Lei parla come se Renzi non fosse più in campo. Ma resta il segretario del partito. Cosa dovrebbe fare?
«Non sta a me decidere il suo futuro. C’è una discussione aperta nel Pd, che non ha certo bisogno dei miei consigli. Ma non si può fare finta di niente, come se il voto referendario non ci fosse stato; bisogna leggerlo e dargli una risposta adeguata in termini di nuove politiche. La priorità non può essere il ponte sullo Stretto; la priorità è la messa in sicurezza del territorio, e lo dico oggi che la Camera ha appena approvato all’unanimità il decreto sul terremoto. E poi dobbiamo ripartire dal Sud: Gentiloni ha fatto bene a istituire un nuovo ministero. E al Sud servono investimenti pubblici e privati sulla scuola, sull’università, sulla ricerca e per creare lavoro».
La legislatura deve arrivare alla fine?
«Sarà il Parlamento a decidere. Fino a quando c’è la fiducia e c’è una maggioranza, il governo continua».
Quanto pesa il vitalizio?
«Non lo so. Le cose che pesano sono altre. È uno degli aspetti; non può diventare il centro del dibattito. Il vitalizio non c’è più dalla scorsa legislatura: i deputati versano i contributi, come tutti. Se la legislatura arriva alla fine, prenderanno la pensione quando avranno 65 anni; altrimenti i soldi versati saranno loro restituiti. Bisogna fare chiarezza. Altrimenti il clima di calunnia genera aggressioni gravi».
Si riferisce a Osvaldo Napoli «arrestato» dai manifestanti all’uscita della Camera?

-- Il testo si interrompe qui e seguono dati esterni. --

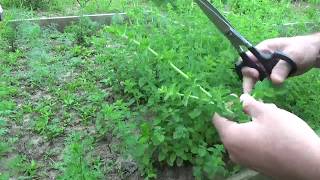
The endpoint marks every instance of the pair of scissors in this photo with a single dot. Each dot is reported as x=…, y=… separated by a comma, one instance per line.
x=266, y=61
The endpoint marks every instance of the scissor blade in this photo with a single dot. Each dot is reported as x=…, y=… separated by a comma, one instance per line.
x=213, y=14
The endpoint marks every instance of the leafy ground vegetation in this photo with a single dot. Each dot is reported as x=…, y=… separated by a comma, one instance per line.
x=107, y=102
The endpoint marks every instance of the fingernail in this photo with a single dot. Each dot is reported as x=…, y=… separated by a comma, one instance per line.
x=244, y=96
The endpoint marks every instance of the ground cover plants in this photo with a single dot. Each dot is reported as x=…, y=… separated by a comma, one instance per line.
x=102, y=102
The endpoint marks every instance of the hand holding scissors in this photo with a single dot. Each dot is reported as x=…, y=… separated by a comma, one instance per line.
x=262, y=62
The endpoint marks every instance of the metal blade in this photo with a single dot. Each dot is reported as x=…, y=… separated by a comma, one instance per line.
x=223, y=25
x=213, y=14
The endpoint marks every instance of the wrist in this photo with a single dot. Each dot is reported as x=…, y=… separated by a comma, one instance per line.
x=315, y=42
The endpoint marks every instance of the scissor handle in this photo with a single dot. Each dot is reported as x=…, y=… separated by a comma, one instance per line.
x=267, y=60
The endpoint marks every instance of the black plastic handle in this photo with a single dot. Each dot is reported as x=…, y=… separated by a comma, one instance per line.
x=267, y=61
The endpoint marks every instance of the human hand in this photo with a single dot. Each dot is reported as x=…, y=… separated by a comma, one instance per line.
x=303, y=50
x=276, y=142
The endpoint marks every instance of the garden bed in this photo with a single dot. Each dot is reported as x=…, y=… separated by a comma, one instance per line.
x=123, y=101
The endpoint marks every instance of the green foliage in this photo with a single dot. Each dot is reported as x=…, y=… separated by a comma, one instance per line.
x=153, y=84
x=77, y=163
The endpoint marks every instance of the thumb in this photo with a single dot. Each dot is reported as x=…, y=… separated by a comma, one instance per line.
x=280, y=72
x=251, y=106
x=222, y=125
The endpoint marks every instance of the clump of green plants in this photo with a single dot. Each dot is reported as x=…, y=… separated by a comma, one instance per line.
x=78, y=163
x=176, y=75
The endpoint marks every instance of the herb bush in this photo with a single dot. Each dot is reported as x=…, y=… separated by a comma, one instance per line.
x=167, y=58
x=167, y=71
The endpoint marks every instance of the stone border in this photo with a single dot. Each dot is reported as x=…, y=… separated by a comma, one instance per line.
x=64, y=21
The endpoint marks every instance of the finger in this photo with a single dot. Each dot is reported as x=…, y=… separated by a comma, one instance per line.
x=280, y=72
x=251, y=106
x=250, y=77
x=223, y=125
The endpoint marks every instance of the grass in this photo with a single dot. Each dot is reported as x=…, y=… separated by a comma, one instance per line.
x=102, y=102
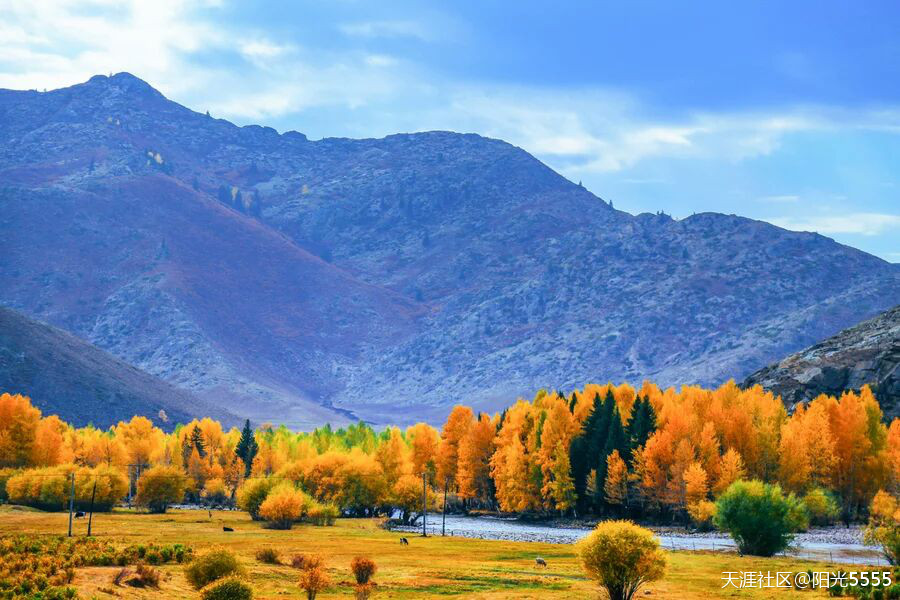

«Ho già espresso solidarietà a Napoli. Gentiloni l’ha detto in Aula: no alla violenza nel dibattito politico. E io aggiungo: no alle aggressioni via social network, no a una società inquinata dall’odio. Le bufale della rete non sono goliardate: sono menzogne decise a tavolino per sporcare le persone, per alimentare la rabbia popolare. Non possiamo lasciare soli i cittadini a gestire subire l’inquinamento della rete. Ho incontrato i vertici di Facebook, ho fatto richieste precise e continuerò a incalzarli».
Magari fossero solo menzogne. Non crede che questa legislatura non sia riuscita a dare il segno di una svolta nell’uso del denaro pubblico?
«Alla Camera, per la prima volta nella storia della Repubblica, abbiamo tagliato 270 milioni di euro e ridotto la spesa in modo consistente. Non è una quisquilia. È un segnale chiaro e forte di discontinuità».
La legge elettorale la farà la Consulta? O il Parlamento?
«Il Parlamento può iniziare a discutere. Ci sono varie proposte di legge, altre ne arriveranno. Ma certo non si potrà prescindere dalla sentenza della Consulta».
La entusiasma il ritorno al proporzionale?
«Non esiste la legge perfetta. Hillary ha avuto molti voti più di Trump, e ha perso. Bisogna trovare una sintesi tra due esigenze: rappresentanza e governabilità».
E il Mattarellum?
«È una base su cui ragionare. Una formula che di sicuro sarà all’attenzione del Parlamento».